La clave, me replica el cuervo con desgana mientras acomoda sus alas, está en vivir plenamente cualquier emoción en el presente, identificándola y entendiéndola, pero sin quedarte aferrado a ella. Cuando el Ser Emocional se vuelve niño se queda enganchado en emociones que no son del presente. Como para él no existe el tiempo, puede ser de un pasado tan remoto que Intelecto ya olvidó las situaciones que las causaron. Pero para el Ser Emocional la emoción está a mano y la recupera ante cualquier insignificante coincidencia entre el presente y un evento pasado. Surgen entonces, sin que nos demos cuenta, el miedo, la culpa, la confusión, el resentimiento, la ira… Y para evitarlos respondemos con los comportamientos que aprendimos en aquel pasado, que nada tiene que ver con lo que realmente estamos viviendo ni con nuestros recursos actuales para manejarlo.
Estoy en ello, respondo al cuervo con aplomo.

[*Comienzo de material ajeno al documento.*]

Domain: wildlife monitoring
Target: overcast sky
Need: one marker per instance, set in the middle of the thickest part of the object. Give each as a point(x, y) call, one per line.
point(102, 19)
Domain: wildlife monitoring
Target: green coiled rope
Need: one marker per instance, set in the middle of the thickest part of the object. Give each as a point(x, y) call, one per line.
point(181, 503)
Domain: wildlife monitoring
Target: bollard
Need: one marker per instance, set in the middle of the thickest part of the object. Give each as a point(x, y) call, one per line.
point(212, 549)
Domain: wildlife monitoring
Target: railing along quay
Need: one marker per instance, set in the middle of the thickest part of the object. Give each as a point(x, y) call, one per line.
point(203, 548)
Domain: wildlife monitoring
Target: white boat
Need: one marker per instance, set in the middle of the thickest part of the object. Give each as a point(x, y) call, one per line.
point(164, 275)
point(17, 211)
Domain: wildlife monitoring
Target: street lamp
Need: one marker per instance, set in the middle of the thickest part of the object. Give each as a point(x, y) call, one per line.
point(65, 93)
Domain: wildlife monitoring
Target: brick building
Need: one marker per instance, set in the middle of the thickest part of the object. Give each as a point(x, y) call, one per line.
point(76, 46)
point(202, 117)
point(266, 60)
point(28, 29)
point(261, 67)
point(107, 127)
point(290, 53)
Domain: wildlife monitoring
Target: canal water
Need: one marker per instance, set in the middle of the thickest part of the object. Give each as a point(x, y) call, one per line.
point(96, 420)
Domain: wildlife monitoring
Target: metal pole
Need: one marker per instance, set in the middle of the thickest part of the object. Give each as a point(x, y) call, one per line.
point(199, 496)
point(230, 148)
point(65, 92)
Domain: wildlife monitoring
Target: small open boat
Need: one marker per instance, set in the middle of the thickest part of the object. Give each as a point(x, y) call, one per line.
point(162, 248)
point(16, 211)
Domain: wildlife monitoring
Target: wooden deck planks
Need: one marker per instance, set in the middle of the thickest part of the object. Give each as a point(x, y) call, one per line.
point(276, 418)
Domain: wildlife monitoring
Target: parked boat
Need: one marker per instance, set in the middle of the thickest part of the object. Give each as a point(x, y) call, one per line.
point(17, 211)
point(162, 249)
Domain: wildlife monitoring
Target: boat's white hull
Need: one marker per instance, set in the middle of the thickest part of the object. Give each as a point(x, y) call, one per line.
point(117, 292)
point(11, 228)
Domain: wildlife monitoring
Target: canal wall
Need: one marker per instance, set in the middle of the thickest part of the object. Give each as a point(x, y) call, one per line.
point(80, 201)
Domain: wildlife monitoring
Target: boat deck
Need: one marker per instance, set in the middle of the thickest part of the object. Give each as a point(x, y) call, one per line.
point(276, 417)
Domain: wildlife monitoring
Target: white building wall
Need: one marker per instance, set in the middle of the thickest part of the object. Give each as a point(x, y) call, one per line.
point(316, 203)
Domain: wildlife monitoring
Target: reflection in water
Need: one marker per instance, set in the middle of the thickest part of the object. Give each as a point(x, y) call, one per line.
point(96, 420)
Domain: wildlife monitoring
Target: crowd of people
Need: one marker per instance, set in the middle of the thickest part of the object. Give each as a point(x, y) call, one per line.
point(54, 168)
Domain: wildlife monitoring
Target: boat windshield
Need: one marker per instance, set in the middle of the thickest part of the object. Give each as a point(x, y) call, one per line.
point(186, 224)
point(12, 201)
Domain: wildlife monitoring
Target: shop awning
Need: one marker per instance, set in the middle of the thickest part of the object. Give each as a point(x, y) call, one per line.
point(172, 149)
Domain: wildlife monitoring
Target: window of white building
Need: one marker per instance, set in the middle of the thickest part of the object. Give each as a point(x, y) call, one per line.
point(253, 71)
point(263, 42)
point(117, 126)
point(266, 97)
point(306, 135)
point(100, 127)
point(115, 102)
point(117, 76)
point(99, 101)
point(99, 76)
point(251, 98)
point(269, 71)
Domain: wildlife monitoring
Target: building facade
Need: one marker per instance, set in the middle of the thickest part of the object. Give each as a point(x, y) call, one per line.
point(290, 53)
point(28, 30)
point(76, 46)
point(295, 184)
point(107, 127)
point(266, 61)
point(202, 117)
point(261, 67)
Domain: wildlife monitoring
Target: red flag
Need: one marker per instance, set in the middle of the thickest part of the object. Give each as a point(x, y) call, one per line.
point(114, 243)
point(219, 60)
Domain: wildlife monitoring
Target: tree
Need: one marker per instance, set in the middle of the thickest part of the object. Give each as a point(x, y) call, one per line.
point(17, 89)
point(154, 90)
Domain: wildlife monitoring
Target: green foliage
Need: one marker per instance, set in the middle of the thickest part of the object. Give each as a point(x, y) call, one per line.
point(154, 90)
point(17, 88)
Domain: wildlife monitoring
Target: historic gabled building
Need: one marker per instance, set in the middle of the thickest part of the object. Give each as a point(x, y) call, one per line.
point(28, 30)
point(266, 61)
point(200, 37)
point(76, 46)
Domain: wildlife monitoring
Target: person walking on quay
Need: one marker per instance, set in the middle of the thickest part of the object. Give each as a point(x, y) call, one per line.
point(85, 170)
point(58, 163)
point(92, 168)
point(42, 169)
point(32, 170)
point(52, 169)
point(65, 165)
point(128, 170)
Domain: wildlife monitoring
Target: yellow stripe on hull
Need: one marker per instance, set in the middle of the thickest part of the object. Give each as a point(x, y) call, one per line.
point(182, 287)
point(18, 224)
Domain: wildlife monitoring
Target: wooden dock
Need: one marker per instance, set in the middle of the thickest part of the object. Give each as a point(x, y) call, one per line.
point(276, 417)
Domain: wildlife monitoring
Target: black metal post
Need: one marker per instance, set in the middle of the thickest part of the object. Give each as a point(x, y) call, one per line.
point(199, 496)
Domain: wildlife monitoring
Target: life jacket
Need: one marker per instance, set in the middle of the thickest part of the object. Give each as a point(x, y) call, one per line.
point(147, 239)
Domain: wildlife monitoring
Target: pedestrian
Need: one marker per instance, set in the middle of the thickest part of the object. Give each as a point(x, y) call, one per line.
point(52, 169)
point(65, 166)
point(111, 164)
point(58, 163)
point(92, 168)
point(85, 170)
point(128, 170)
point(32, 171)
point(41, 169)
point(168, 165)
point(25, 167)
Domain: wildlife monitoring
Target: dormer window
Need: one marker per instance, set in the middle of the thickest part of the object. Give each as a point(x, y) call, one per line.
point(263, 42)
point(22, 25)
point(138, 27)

El último cuervo se ha subido a un mojón. A él le queda preguntar por mi Esencia. Por quién Soy. No me apetece jugar a Vichara con un cuervo. El juego, antiquísimo, consiste en contestar repetidamente a la pregunta “¿quién eres?” y desechar cualquier respuesta que se refiera a algo impermanente. Nada que pueda cambiar es nuestra Esencia. Nuestro cuerpo, nuestra inteligencia, nuestras creencias, nuestros roles, nuestra forma de ser, nuestro carácter… Todo eso cambia y puede ser cambiado. La Esencia no. Una vez, hace tiempo, con uno de mis primeros Maestros, llegué a responder: “soy lo que se da cuenta”. Y no quedó el Maestro satisfecho del todo porque sospechó que en mi respuesta había más cabeza que alma.
Los cuatro cuervos levantan el vuelo. Tal vez vuelvan a informar a Apolo o quizás, como se dice que hacían con Odín, vinieron hasta aquí a traerme reflexión y memoria.
El sonido del mar sigue llenándolo todo en esta plana montaña mágica.